DEPARTMENT OF COMPUTER SCIENCE
DOCTORAL DISSERTATION DEFENSE


Candidate: STEVEN ROZEN
Advisor: DENNIS SHASHA
Automating Physical Database Design:
An Extensible Approach

10:15 a.m., Monday, March 8, 1993
719 Broadway, 12th floor conference room

In a high-level query language such as SQL, queries yield the same result no matter how the logical schema is physically implemented. Nevertheless, a query's cost can vary by orders of magnitude among different physical implementations of the same logical schema, even with the most modern query optimizers. Therefore, designing a low-cost physical implementation is an important pragmatic problem-one that requires a sophisticated understanding of physical design options and query strategies, and that involves estimating query costs, a tedious and error-prone process when done manually.

We have devised a simple framework for automating physical design in relational or post-relational DBMSs and in database programming languages. Within this framework, design options are uniformly represented as ``features'', and designs are represented by ``conflict''-free sets of features. (Mutually exclusive features conflict.
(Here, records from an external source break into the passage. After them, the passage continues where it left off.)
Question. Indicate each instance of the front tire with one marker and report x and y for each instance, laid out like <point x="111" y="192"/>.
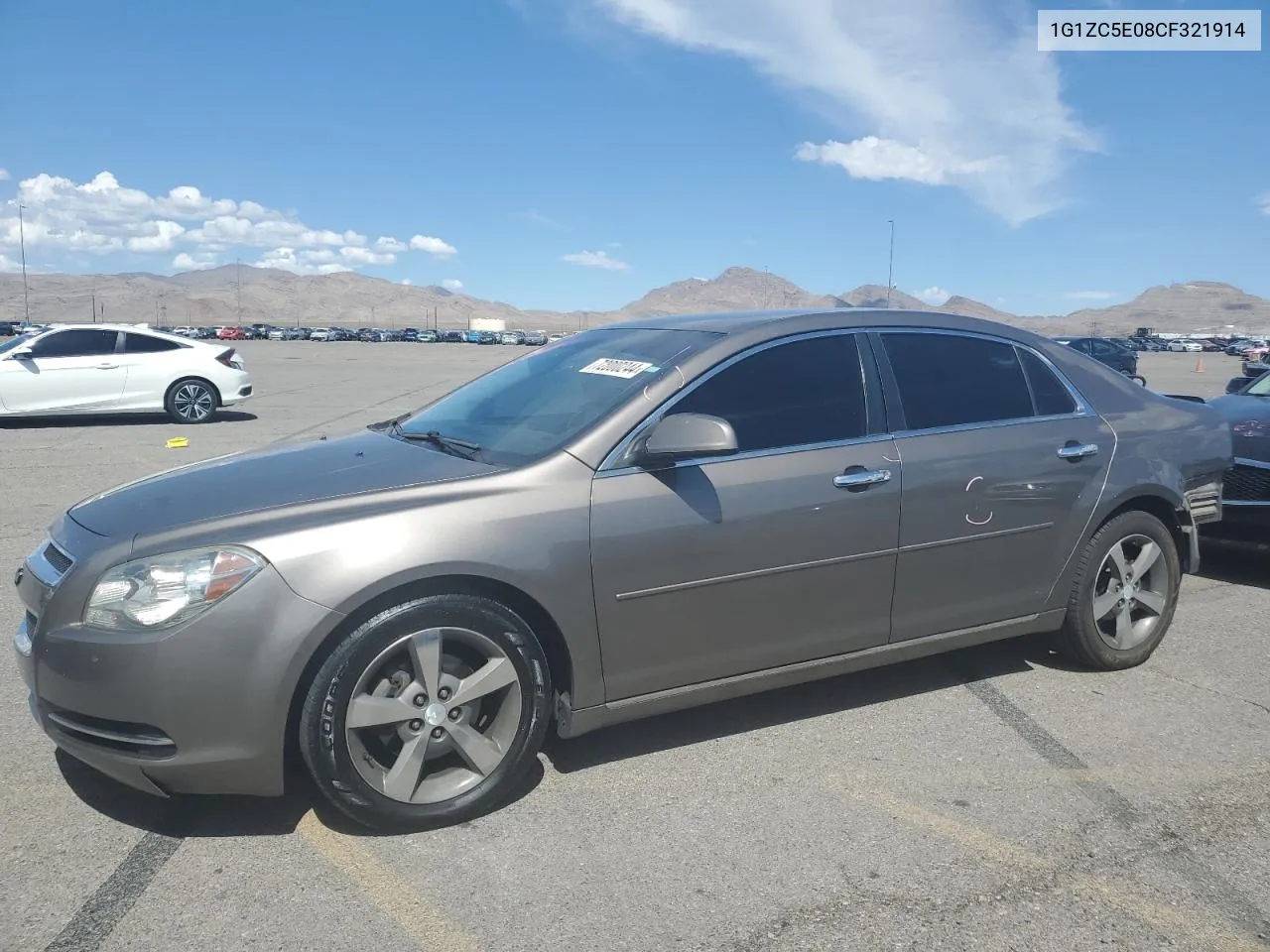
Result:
<point x="191" y="400"/>
<point x="1123" y="595"/>
<point x="429" y="714"/>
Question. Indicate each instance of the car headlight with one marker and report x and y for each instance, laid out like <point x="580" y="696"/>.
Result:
<point x="164" y="590"/>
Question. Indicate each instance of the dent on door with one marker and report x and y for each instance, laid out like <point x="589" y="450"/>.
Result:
<point x="989" y="518"/>
<point x="740" y="565"/>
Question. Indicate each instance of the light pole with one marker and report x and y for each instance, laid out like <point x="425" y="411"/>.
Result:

An example would be two primary indexes on the same table.) The uniform representation of design options as features accommodates a greater variety of design options than previous approaches; adding a new design option (e.g. a new index type) merely entails characterizing it as a feature with appropriate parameters. We propose an approximation algorithm, based on this framework, that finds low-cost physical designs. In an initial phase, the algorithm examines the logical schema, data statistics, and queries, and generates ``useful features''-features that might reduce query costs. In a subsequent phase, the algorithm uses the DBMS's cost estimates to find ``best features''-features that belong to the lowest-cost designs for each individual query. Finally, the algorithm searches among conflict-free subsets of the best features of all the queries to find organizations with low global cost estimates. We have implemented a prototype physical design assistant for the INGRES relational DBMS, and we evaluate its designs for several benchmarks, including ASSSAP. Our experiments with the prototype show that it can produce good designs, and that the critical factor limiting their quality is the accuracy of query cost estimates. The prototype implementation isolates dependencies on INGRES, permitting our framework to produce design assistants for a wide range of relational, nested-relational, and object-oriented DBMSs.